Code de la commande publique: ce que les praticiens pensent du projet

Sophie d'Auzon, Romain Cayrey, Nohmana Khalid |  le 04/05/2018  |  Commande publiqueCCP

Si les professionnels saluent le travail de codification des règles de la commande publique, ils s’interrogent sur certaines dispositions. Zoom sur les premiers retours concernant le projet de Code de la commande publique, soumis à consultation publique depuis le 23 avril et jusqu'au 13 mai.

Une structure de code assez classique, des efforts de simplification, une approche opérationnelle. Mais une lisibilité pas toujours au rendez-vous, et une codification pas tout à fait à droit constant... Voilà ce que pensent les praticiens, auxquels « Le Moniteur » a tendu le micro, du projet de Code de la commande publique (CCP) actuellement en consultation publique sur le site de la Direction des affaires juridiques (DAJ) de Bercy.

Sommaire de l'article
Une consultation jugée trop brève
Un texte dense mais bien structuré
Un vocabulaire qui évolue, des ajouts, des manques
Des dispositions qui interrogent

Une consultation jugée trop brève

Trois semaines pour donner son avis sur le texte… Le Conseil national de l'ordre des architectes (Cnoa) estime ce délai correct pour une codification à droit constant.

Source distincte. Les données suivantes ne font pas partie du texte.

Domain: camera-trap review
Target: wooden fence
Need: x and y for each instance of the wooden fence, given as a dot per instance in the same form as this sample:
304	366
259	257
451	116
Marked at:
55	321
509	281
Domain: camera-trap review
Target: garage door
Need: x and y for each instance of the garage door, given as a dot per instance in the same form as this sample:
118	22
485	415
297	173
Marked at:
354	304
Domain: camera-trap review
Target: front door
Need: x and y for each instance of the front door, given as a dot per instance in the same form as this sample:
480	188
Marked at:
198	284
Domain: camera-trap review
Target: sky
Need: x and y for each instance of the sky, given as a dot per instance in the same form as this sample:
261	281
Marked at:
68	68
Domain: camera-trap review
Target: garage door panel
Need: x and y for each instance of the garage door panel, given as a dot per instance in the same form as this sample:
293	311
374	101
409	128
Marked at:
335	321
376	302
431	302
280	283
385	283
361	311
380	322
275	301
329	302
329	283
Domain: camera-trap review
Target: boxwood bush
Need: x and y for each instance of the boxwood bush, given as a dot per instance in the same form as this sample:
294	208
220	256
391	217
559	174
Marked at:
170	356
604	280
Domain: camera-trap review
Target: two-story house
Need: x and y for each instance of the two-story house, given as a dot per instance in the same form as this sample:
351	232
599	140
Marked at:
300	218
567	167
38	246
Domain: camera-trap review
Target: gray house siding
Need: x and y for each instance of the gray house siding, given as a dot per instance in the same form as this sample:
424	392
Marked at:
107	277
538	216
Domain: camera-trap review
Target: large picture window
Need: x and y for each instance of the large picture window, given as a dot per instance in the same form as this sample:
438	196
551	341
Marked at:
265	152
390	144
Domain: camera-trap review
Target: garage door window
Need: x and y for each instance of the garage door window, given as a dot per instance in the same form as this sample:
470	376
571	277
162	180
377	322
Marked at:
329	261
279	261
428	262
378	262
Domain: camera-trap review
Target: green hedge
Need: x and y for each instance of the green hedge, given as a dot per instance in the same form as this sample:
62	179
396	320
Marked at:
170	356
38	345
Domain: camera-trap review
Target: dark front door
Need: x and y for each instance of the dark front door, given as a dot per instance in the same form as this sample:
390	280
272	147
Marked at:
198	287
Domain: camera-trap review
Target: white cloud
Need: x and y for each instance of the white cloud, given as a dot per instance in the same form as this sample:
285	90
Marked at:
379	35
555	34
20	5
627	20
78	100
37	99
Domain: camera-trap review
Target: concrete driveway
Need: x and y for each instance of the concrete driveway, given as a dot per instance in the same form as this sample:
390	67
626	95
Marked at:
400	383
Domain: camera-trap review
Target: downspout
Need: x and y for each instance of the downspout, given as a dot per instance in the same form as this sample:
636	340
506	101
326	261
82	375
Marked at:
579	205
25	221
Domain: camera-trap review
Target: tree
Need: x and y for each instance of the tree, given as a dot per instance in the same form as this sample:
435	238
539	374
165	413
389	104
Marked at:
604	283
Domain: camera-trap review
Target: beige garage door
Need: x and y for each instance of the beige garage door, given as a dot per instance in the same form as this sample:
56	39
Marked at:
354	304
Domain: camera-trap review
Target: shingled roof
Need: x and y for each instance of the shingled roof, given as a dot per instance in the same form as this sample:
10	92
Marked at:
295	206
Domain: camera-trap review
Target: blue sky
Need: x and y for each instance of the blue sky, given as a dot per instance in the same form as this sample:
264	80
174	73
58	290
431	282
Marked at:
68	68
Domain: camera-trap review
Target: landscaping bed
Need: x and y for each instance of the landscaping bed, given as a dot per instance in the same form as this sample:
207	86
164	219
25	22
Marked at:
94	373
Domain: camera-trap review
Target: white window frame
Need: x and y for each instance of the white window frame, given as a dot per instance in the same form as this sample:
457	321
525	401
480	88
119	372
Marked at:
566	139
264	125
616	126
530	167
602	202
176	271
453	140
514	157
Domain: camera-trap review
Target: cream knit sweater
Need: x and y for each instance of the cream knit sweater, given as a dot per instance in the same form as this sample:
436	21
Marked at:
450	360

Mais, « après une première lecture et en comparant avec les textes initiaux, il apparaît que le travail de codification va au-delà de l'ordonnancement juridique », constate Benoît Gunslay, juriste au Cnoa.

De plus, du fait des nombreux ponts de mai, acheteurs publics comme opérateurs économiques trouvent en pratique le délai relativement court. Cela contraint par exemple la fédération Syntec-Ingénierie dans sa démarche d'analyse. « Nous n'allons pas pouvoir donner notre avis sur tout le code, indique Benjamin Valloire, son délégué aux affaires juridiques. Nous nous focaliserons sur la codification de la loi MOP [loi relative à la maîtrise d’ouvrage publique]. » Le Cnoa va faire de même, en se concentrant sur les dispositions concernant particulièrement la maîtrise d'oeuvre, à savoir celles relatives à la passation des marchés.

Un texte dense mais bien structuré

42 pages de sommaire, 400 pages de code (hors mesures sur l’outre-mer) : le futur CCP est un pavé. Outre les ordonnances et décrets marchés publics et concessions, il intègre en effet de nombreux autres textes : la loi MOP et ses décrets d’application, la loi relative à la sous-traitance, le décret de lutte contre les retards de paiement, etc. Le code est organisé en trois parties : une première, générale, consacrée aux définitions et aux champs d’application, une deuxième dédiée aux marchés publics et une dernière aux contrats de concessions. 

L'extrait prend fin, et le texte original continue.